The signal was traced back to a Milky Way magnetar (SGR 1935+2154), a type of neutron star with an extremely strong magnetic field. The magnetar suddenly lit up, sending out a gargantuan millisecond-long burst of bright radio waves, picked up by astronomers on April 28.

It is not the first time that satellites have received radio signals from space. The first FRBs were identified over a decade ago. Theories of their sources include cataclysmic events, particularly when two neutron stars collide or a black hole collapses.
However, these assumptions were rejected when another FRB was detected. Scientists say a black hole can only collapse once, suggesting that the source could be something else.
“Something like this has never been seen before,” Caltech astronomer Shrinivas Kulkarni told ScienceAlert.
Fast radio bursts are one of the most fascinating mysteries in the cosmos. In recent years, an international group of scientists has come together to solve the mystery of FRBs. The collaboration led to the discovery of more FRBs, with researchers using the results to familiarize themselves with more of their locations across the universe.
For example, earlier this year, a group of experts traced an FRB back to a strange V-shaped star-forming region in a vast spiral galaxy half a billion light-years away.

Explanations range from supernovae to extraterrestrials (which, sorry, is extremely unlikely). But one possibility that has caught steam is that FRBs are produced by magnetars.
These neutron stars are already thought to produce starquakes and giant magnetar flares. The recently detected signal was so strong that some radio telescopes could not quantify it.
The STARE2 survey, a project started by Caltech graduate student Christopher Bochenek, is designed exactly for the detection of local FRBs. It received the signal loud and clear, with a fluence of over a million jansky milliseconds. Typically, we receive extragalactic FRBs a few tens of milliseconds jansky.
“If the same signal came from a nearby galaxy, like one of the nearby typical FRB galaxies, it would look like an FRB to us”, Christopher told. The detection was reported on The Astronomer’s Telegram.
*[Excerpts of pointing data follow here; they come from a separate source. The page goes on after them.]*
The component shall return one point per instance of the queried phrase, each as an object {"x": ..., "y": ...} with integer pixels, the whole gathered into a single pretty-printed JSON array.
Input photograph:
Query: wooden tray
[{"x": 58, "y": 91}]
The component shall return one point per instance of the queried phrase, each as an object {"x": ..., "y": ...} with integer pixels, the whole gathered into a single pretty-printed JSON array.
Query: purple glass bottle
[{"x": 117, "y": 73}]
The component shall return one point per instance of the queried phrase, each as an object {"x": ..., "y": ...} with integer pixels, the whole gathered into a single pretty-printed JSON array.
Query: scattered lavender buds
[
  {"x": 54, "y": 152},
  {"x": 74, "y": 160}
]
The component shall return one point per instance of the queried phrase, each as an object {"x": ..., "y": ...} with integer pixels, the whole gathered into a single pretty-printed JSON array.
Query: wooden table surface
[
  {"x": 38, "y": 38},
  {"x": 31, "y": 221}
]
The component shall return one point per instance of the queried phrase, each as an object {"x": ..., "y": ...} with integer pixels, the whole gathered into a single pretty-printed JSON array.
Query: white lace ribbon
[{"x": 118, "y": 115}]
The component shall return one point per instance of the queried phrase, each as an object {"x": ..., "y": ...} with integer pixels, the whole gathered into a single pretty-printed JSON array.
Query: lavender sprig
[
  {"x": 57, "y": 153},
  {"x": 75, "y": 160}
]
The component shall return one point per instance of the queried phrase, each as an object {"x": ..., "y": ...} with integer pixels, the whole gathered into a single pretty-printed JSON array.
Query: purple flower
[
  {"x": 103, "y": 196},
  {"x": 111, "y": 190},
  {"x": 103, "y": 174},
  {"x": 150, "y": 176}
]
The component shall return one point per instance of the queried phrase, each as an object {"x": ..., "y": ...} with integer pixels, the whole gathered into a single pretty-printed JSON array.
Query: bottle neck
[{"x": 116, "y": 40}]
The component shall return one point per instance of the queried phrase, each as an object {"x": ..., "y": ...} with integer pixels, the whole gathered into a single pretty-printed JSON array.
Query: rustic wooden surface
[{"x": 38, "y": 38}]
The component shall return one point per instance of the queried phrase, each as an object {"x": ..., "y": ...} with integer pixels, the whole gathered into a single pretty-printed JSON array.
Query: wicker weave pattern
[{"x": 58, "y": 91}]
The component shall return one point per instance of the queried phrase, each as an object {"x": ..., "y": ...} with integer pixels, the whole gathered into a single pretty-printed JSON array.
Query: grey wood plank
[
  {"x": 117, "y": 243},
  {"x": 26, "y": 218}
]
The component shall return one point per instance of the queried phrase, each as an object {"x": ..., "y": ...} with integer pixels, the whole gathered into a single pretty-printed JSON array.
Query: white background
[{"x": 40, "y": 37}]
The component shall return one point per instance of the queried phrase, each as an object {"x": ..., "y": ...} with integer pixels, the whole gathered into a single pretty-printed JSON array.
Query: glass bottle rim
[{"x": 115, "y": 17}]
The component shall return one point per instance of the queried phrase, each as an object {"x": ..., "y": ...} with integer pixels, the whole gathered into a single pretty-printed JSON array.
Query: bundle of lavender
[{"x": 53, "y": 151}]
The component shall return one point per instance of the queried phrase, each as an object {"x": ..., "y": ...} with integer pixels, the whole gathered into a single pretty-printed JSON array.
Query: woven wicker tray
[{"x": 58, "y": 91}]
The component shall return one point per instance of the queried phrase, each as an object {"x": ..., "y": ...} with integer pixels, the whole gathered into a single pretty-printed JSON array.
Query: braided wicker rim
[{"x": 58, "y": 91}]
It’s even more exciting that the star in question is 30,000 light-years away, which could be considered ‘nearby’ in terms of space.
So far, other researchers studying FRBs have welcomed the findings. Jason W. T. Hessels, a Senior Scientist at ASTRON, Netherlands Institute for Radio Astronomy, described the discovery as a “breakthrough’ for the field.
“We now have direct evidence that a known Galactic magnetar has produced a radio burst that is getting close to as bright as some known extragalactic FRB sources,” he said in an email. “It’s basically guaranteed that some FRB sources must be, by analogy, bursting magnetars, but a key question remains: are they all bursting magnetars, or do FRBs come from a variety of different origins?”